# Mink oil



## Thumper (Feb 18, 2007)

SO yesterday I hosted the local Virginia Beach Havanese Playgroup at my house so I thought I'd get Gucci all bathed and cleaned up for that (waste of time! lol) But anyhow.....

I decided to try to use a little Mink Oil (The kind that you buy at the shoe stores) to tame some of the stray crazy fur on top of her head and it actually WORKED! Her forehead hair did comb back better and this morning it is so soft and silky!

:clap2: AND now, I'm wondering if this would be a good idea to put on the coat in places that are prone to *mat* in the future to make combing them out easier? She's not really matting yet, but I do see alot of potential in the mink oil for use in the future! It may even help to comb out mats????
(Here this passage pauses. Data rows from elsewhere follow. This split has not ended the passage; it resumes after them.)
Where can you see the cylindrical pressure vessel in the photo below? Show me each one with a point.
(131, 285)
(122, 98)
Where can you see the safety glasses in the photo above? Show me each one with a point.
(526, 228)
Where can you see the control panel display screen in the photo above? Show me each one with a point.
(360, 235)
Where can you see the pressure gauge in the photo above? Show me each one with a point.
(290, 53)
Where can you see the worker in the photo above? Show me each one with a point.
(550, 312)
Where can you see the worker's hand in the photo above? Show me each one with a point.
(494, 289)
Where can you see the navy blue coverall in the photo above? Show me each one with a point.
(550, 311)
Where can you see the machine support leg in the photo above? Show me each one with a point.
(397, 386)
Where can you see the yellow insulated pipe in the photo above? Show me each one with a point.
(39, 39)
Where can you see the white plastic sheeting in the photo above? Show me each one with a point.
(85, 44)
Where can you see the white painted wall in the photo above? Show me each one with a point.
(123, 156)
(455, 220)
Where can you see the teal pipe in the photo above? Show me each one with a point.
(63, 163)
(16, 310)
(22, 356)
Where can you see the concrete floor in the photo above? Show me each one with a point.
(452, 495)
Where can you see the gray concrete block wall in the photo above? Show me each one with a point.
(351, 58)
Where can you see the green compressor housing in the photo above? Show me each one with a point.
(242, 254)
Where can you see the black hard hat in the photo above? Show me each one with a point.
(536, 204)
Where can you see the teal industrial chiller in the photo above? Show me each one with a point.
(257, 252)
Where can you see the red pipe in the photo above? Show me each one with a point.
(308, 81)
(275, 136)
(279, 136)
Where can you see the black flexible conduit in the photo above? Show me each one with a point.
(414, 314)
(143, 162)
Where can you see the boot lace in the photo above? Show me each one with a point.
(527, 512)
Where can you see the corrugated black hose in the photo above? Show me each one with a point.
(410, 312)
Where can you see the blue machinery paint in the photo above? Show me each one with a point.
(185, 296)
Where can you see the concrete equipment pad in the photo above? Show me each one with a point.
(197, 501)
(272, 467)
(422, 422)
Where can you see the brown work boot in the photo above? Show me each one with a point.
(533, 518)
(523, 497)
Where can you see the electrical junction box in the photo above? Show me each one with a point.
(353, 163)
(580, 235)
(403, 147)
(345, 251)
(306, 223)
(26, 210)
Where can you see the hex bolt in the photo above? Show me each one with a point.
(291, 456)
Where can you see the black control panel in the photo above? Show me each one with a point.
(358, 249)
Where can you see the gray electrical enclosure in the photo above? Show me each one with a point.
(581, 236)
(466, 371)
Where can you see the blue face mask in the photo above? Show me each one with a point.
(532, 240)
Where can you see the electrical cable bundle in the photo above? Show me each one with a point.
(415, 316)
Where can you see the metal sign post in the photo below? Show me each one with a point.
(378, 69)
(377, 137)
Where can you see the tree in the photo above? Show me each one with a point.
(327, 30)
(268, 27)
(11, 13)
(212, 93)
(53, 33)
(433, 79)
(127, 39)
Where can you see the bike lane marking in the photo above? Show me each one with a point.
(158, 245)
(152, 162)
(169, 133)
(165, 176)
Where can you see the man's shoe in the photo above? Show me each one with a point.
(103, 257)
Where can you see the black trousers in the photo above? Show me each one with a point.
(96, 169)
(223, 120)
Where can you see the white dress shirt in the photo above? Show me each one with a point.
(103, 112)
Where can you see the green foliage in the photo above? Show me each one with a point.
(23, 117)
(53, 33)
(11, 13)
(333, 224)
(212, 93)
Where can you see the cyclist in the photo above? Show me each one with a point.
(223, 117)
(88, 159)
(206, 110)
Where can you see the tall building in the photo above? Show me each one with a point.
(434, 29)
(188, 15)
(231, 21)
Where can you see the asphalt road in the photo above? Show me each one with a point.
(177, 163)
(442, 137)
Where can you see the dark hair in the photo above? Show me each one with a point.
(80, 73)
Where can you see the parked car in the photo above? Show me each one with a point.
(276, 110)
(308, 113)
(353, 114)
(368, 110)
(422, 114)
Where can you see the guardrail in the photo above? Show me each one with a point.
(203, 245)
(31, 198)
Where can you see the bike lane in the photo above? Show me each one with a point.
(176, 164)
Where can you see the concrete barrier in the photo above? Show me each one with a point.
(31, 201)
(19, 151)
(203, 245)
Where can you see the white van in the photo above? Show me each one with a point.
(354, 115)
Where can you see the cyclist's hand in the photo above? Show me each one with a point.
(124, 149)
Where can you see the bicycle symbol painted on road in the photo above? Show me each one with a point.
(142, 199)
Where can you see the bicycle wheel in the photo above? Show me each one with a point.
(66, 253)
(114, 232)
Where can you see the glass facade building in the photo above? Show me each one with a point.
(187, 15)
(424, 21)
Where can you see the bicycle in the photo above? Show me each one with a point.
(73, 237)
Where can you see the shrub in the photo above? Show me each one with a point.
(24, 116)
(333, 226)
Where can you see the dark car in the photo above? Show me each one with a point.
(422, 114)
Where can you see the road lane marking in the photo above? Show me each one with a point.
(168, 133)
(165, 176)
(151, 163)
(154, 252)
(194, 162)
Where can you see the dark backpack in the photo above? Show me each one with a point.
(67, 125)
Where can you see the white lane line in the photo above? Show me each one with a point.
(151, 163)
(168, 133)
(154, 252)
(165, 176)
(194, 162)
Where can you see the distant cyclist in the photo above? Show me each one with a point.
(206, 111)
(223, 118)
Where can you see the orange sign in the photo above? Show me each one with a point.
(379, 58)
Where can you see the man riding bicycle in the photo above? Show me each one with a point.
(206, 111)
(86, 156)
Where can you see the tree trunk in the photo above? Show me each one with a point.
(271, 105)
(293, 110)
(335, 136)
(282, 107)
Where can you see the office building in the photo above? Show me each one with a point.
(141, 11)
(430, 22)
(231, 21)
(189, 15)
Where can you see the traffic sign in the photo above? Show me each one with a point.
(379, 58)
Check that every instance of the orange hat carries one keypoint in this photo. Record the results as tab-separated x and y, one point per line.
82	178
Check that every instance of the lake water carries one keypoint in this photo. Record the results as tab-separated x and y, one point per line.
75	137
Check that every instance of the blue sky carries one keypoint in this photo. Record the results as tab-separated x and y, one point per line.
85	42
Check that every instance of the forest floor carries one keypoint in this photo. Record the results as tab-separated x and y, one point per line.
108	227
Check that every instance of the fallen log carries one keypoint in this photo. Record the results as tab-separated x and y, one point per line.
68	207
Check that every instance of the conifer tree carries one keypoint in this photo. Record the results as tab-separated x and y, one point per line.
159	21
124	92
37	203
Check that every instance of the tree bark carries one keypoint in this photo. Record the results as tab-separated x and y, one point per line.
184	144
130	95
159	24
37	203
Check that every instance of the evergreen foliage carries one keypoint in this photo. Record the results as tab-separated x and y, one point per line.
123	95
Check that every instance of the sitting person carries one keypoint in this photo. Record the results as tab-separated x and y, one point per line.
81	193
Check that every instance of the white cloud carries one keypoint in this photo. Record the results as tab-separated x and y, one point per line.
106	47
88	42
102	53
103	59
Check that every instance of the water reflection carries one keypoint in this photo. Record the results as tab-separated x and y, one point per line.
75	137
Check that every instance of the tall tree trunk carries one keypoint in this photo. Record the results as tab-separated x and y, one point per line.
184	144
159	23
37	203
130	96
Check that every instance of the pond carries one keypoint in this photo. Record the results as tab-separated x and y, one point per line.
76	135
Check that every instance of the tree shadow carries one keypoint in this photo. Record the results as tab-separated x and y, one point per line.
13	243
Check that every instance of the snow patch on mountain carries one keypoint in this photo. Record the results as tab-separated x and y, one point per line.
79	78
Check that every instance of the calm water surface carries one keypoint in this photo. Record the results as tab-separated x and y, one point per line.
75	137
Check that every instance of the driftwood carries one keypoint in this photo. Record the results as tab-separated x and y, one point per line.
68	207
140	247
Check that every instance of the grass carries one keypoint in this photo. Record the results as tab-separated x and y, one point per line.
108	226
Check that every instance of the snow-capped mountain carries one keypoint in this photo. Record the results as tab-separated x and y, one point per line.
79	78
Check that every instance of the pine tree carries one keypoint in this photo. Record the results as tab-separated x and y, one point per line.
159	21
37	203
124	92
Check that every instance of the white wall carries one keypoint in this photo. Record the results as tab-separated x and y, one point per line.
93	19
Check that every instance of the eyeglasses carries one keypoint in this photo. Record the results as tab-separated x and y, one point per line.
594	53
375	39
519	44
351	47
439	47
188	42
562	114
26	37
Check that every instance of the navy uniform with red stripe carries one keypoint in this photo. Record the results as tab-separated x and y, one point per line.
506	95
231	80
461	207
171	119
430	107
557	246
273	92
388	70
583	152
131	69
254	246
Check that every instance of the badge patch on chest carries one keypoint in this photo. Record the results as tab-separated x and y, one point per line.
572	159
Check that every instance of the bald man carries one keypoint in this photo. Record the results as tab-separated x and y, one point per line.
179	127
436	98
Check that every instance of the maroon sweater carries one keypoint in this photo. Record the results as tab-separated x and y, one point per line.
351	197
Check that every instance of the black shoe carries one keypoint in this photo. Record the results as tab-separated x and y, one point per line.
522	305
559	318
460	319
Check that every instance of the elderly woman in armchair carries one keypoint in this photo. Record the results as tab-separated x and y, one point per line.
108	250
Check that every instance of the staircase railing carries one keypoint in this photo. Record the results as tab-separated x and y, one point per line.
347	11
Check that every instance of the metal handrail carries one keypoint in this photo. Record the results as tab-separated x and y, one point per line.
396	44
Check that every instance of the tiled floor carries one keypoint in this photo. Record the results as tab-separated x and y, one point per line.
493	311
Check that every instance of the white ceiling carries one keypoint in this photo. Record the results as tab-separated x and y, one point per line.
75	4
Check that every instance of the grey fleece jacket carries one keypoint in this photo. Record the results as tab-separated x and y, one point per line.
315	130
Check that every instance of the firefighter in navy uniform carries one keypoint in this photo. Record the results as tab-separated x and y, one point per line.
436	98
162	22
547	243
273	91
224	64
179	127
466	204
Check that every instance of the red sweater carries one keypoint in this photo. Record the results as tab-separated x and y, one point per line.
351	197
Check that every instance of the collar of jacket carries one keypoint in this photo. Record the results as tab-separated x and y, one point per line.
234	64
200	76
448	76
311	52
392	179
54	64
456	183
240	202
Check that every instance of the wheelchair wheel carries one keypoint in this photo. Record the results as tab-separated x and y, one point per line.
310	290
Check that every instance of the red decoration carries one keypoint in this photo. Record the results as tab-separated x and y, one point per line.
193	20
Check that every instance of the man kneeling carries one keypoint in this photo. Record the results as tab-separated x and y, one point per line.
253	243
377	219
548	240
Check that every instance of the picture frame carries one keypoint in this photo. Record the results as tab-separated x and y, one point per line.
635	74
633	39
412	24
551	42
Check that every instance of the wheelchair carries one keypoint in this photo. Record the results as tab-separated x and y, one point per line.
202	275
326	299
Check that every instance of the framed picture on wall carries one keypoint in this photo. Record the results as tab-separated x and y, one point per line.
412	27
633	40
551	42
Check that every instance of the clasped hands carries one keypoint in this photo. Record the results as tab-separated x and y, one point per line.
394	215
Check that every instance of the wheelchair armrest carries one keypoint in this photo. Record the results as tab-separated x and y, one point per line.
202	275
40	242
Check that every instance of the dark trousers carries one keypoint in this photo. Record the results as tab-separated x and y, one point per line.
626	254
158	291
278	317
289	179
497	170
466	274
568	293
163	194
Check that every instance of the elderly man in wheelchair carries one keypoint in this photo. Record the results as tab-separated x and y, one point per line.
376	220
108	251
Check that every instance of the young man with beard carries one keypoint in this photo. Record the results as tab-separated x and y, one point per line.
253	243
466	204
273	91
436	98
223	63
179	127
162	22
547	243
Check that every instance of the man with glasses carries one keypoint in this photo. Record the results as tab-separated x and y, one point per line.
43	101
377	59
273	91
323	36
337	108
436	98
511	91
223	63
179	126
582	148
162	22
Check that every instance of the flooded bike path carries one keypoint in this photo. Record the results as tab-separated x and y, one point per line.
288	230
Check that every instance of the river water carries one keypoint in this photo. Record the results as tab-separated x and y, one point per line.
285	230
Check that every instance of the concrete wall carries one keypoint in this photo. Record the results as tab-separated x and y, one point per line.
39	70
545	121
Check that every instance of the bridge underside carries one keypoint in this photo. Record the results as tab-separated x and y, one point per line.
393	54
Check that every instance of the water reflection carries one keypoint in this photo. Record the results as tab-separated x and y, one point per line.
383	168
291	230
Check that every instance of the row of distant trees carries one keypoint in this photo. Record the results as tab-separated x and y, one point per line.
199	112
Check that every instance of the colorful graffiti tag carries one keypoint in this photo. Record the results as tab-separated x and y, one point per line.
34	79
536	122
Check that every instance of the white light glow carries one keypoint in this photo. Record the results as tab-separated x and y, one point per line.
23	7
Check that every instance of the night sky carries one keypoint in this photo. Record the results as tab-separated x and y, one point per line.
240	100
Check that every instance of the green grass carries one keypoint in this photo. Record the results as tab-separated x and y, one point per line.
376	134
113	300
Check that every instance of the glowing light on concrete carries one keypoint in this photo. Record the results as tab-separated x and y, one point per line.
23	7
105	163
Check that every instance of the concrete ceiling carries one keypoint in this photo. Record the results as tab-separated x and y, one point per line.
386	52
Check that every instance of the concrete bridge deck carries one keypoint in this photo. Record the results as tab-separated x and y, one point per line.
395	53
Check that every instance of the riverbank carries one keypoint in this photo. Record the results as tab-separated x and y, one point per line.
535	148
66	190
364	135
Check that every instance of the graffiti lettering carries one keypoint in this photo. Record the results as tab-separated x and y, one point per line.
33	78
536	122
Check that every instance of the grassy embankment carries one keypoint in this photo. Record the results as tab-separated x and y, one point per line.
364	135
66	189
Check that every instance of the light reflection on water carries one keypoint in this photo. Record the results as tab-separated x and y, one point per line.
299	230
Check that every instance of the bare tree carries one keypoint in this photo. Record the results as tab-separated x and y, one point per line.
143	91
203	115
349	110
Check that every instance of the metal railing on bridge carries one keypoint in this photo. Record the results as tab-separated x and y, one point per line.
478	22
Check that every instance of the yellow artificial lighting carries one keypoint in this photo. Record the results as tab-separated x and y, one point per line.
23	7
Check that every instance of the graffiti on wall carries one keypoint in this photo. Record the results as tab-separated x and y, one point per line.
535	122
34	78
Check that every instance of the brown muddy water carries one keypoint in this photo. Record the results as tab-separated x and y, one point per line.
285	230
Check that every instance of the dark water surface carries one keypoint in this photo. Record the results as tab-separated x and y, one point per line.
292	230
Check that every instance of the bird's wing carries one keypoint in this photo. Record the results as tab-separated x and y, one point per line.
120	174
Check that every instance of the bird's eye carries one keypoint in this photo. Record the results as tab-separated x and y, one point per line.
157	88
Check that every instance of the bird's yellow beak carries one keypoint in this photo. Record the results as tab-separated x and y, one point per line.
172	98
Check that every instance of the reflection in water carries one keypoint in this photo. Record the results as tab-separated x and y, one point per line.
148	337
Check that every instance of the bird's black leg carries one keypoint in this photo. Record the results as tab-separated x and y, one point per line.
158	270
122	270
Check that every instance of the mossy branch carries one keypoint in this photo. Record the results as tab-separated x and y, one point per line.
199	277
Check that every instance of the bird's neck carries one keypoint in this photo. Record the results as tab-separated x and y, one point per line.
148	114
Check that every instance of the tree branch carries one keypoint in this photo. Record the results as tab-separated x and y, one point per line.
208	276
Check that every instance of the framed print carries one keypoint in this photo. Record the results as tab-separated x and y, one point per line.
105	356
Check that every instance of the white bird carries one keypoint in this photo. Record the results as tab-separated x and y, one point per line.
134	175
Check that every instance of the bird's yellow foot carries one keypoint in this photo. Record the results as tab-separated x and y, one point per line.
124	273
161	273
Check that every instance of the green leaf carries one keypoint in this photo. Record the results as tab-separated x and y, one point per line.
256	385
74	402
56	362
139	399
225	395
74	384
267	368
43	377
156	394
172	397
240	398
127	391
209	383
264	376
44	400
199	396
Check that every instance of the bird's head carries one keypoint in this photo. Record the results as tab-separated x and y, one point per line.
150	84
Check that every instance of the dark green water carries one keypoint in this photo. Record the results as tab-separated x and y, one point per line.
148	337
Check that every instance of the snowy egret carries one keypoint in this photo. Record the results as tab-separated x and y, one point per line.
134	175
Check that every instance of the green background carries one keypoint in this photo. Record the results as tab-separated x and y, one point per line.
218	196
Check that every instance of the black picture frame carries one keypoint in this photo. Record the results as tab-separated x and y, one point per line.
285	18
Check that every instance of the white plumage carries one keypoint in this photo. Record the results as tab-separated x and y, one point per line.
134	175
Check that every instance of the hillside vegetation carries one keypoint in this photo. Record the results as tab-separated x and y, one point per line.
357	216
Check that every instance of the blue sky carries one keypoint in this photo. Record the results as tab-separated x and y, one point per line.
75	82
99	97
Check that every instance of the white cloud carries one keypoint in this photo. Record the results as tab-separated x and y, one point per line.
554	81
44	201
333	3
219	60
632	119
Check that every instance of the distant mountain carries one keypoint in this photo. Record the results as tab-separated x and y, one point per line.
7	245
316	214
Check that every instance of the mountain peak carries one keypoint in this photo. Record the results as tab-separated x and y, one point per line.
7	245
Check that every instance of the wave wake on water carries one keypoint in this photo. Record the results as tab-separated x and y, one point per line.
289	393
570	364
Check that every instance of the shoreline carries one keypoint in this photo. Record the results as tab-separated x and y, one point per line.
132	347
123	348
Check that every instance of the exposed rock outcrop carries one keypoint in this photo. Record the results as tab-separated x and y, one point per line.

Has anyone else tried this?

She needs another bath today! It was a hot day yesterday here in Virginia and the dogs spent alot of time hiding in shade and trying to play with each other there! lol

I'll post some pics later!

Kara


----------



## Julie (Feb 8, 2007)

I don't know about the mink oil,but would definitely be interested in what others opinions are.:ear: They make a hair product for women with mink oil I think too.:fear: of getting it into the eyes and mouth would be a concern...


----------



## Thumper (Feb 18, 2007)

The mink oil from the shoe store is very easy to control...as it is sort of a "wax" and comes in like a shoe polish type tin. I see potential in it though!

Kara


----------



## Havtahava (Aug 20, 2006)

Kara, does it have a list of ingredients on it? If it lists anything with an -ethicone in it (which means it is a type of silicone), you may want to make sure you only use it sparingly. In my experience, the silicone based products tend to dry out the hairs with regular use and they also seem to attract dirt. (Sales reps claim that silicone does the opposite in repelling dirt, but all I know is that I have to bathe my dogs a lot more often when I use anything with silicone in it.)

If not, just be cautious to keep away from any areas that would be near her eyes or where she could lick, as Julie already mentioned.


----------